At a minimum, making the MEFP the primary policy framework could reduce the award of contracts to the military for the procurement of goods and services on a no-bid basis. Similarly, it would reduce the military’s power to award contracts in the same noncompetitive way.

According to insider accounts, the military leverages this advantage to extract profit margins ranging from 5 to 30 percent of government-funded project budgets. The enactment of a unified public procurement law, as well as financial transparency, would also substantially diminish the military’s ability to poach government contracts that would otherwise have gone to civilian public or private competitors.

Last but not least, enforcing financial disclosure would not only end the transfer of state assets to the military, but also increase state revenue, allow cost-benefit analyses (enabling feasibility studies and sensible investment strategies), and reduce abusive and predatory practices (including the hiding of arrears or the charging of unreasonable fees in return for licensing civilian use of state land).

Further, ending the military’s tax and customs exemptions and its employment of conscript labor would help level the economic playing field with the private sector, and more importantly, subject the military unambiguously to civilian business law and courts in relation to all its activities in the civilian domain.

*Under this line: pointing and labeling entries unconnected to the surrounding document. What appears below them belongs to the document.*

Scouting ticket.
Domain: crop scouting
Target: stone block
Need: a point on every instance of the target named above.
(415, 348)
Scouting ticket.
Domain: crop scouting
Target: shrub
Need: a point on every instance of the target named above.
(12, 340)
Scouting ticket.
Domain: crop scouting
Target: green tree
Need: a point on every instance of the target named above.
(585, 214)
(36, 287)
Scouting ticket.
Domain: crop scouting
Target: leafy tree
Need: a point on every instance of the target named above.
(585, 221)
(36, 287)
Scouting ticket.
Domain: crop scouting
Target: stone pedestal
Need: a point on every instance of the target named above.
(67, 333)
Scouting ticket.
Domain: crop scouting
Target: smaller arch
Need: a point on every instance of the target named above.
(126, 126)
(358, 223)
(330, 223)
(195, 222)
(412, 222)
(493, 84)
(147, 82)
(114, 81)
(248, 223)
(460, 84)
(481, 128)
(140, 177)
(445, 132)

But can any remedies be attempted, let alone achieved? As former deputy prime minister Ziad Bahaeddine has noted, the government previously adopted the same modalities for increasing private sector participation, with no discernible impact. The problem is not that remedies are not known, or indeed not already on the books, but that political will and power to implement them are lacking. Even Sisi, indisputably the most powerful man in Egypt, is hostage to the military’s transactional loyalty to him.

This is evidenced by his designation on January 31, 2023, of 15,000 square kilometers (5,800 square miles) of so-called “desert land” along 3,700 kilometers (2,300 miles) of intercity roads as “strategic zones of military importance”—a phrase that automatically awards the Ministry of Defense an exclusive commercial franchise in those areas. That this designation took place a mere three weeks after the IMF released the full text of its agreement with the Egyptian government speaks volumes.

In theory, the military could recognize the value of exiting tradable sectors, but probably only to entrench its hold on nontradable assets and associated services and on its role in managing real estate and land reclamation projects around the country.

This would of course jeopardize the entirety of the government’s pitch to the IMF, Gulf allies, and international investors, but the military remains wedded to the notion that it has gained a usufruct to state-owned assets and to national resources generally.

Rather than relinquish its stake in the economy, the military is far more likely to double down—and Sisi’s repeated urgent calls on the private sector to step up its investment share in the economy (and meet his desired targets) will not do much to stop it. Even if Sisi understands this predicament, he will not force a change in military direction, as it could cost him the presidency.